Shoshone are a nomadic people. Tony Baca explained this to me in the Duckwater area where I lived for a couple years. The traditional people there would live in the valley during the summer, where there was water and grazing land. However during the summer they would migrate to the mountains where they could keep from the warm sun, and hunt deer and larger animals.
It talked about gathering nuts, which is something I did with them. However it did not give a very good explanation. It said the children would remove the nuts from the cones. However, the cones often had to be roasted to get the nuts out. They would place their blankets under a tree. Then with a long branch with a crook or joint in it at the top, they would shake the tree vigorously so the pine cones would fallout. I imagine this is something similar to the way the acorns are harvested with the acorn tree shaker.
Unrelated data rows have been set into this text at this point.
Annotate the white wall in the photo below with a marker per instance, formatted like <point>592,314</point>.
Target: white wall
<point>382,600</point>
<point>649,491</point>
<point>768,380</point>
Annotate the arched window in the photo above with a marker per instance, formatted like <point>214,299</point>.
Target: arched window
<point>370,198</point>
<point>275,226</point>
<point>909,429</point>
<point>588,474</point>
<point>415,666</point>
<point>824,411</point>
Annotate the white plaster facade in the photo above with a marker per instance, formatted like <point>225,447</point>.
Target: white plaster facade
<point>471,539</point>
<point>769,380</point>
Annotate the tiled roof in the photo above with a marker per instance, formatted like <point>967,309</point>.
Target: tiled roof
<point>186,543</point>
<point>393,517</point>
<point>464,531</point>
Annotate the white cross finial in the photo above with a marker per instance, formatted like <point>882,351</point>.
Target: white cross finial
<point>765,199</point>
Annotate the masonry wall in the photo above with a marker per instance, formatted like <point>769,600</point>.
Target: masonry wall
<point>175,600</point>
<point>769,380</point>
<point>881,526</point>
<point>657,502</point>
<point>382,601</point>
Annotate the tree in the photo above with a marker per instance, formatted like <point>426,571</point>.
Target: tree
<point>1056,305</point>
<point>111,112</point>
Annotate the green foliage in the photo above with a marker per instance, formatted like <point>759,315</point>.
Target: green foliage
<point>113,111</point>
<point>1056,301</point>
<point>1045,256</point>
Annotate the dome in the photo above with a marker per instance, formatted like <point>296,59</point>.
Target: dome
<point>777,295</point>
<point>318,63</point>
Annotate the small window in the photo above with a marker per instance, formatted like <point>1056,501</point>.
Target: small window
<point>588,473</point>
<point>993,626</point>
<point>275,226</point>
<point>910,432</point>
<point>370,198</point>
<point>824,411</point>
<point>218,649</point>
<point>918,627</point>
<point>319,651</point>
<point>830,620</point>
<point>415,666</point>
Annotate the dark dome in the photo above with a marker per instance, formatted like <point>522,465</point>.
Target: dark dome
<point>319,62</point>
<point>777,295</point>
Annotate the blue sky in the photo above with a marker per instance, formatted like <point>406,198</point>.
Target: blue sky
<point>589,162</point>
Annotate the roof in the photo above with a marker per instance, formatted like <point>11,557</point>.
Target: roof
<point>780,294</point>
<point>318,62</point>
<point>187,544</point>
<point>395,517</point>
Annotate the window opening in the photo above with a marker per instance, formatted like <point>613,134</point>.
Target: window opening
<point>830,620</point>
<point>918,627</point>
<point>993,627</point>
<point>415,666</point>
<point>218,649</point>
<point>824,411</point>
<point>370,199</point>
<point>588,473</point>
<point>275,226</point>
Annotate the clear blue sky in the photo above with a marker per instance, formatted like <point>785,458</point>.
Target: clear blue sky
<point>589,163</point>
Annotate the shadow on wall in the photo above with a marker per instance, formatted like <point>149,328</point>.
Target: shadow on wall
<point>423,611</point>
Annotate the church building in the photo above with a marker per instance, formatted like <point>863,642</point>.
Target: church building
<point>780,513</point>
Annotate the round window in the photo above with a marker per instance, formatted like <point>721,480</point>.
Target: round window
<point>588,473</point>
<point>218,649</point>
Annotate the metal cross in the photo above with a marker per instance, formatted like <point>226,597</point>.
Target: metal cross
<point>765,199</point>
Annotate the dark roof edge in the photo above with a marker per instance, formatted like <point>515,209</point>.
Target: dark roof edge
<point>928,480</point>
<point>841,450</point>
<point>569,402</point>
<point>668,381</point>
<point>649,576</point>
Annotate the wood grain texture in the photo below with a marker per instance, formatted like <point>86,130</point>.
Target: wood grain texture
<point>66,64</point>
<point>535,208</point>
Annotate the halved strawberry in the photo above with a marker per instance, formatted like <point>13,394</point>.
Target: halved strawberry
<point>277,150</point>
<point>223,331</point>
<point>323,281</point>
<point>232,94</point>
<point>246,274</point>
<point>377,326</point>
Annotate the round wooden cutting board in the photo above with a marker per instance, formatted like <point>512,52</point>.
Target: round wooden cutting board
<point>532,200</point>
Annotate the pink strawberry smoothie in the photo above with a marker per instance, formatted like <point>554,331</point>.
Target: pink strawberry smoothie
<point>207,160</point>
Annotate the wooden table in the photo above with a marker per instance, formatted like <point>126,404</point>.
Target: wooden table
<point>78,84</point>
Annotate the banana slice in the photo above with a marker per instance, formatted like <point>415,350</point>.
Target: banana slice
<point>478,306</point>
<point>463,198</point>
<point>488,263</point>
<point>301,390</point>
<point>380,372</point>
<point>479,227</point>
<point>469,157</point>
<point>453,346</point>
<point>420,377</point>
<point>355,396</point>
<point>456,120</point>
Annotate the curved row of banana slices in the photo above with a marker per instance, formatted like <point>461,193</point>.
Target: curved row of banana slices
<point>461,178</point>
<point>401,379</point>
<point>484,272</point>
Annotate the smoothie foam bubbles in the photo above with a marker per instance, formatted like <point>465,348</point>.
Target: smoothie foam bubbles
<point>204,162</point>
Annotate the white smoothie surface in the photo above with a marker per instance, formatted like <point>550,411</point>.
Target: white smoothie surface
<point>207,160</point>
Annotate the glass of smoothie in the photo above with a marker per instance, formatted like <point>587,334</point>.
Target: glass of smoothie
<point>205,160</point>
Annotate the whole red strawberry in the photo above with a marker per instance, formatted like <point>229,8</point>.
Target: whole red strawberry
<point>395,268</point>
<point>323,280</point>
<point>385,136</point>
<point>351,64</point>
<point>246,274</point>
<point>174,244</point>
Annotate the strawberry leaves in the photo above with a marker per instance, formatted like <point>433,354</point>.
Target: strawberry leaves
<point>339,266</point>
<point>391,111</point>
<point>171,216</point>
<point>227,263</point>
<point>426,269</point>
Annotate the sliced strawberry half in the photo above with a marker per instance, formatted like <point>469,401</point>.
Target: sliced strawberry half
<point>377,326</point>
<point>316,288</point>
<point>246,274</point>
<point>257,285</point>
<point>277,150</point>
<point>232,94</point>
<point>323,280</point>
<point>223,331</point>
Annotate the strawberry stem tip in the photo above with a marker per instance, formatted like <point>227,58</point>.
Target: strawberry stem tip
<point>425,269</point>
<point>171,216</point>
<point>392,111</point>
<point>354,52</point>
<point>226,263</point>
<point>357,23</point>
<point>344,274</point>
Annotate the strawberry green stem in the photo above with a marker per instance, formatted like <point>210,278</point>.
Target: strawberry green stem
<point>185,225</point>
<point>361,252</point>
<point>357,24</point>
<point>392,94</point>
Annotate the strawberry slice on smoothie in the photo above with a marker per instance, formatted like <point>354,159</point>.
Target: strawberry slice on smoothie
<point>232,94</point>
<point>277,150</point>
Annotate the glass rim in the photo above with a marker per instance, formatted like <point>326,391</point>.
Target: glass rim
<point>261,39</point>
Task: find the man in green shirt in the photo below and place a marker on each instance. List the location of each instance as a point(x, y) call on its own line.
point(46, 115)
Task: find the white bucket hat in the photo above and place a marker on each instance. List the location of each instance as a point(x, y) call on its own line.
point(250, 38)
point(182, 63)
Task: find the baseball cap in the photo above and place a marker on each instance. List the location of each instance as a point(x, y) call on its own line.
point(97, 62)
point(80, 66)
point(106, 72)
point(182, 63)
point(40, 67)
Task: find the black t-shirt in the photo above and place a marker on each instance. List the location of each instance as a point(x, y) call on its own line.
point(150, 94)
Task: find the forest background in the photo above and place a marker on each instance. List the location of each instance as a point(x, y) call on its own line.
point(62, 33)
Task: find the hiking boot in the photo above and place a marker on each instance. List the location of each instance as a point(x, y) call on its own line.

For food they relied on small animals caught in snares, elk, deer, pronghorn, bighorn sheep. They also would trap fish in nets, using spears or with hook and line. Women collected pinon nuts, fruits, seeds, berries wild vegetables and camas roots. They generally had a permanent community with teepees. However when they were on the move they would sleep in brush shelters or lean-tos.
Shoshone are very good at crafts. They women traditionally used porcupine quills to decorate clothing. After meeting French trappers they traded for beads which they work with needle and rawhide or quills. They are also very adept at weaving willows from which they make cradle boards for their babies, as well as baskets. Some so tight they can hold water.
It mentions two famous Shoshone, both from the eastern Shoshone (Wyoming) area.
This book is short, but it gives an interesting look at the Shoshone.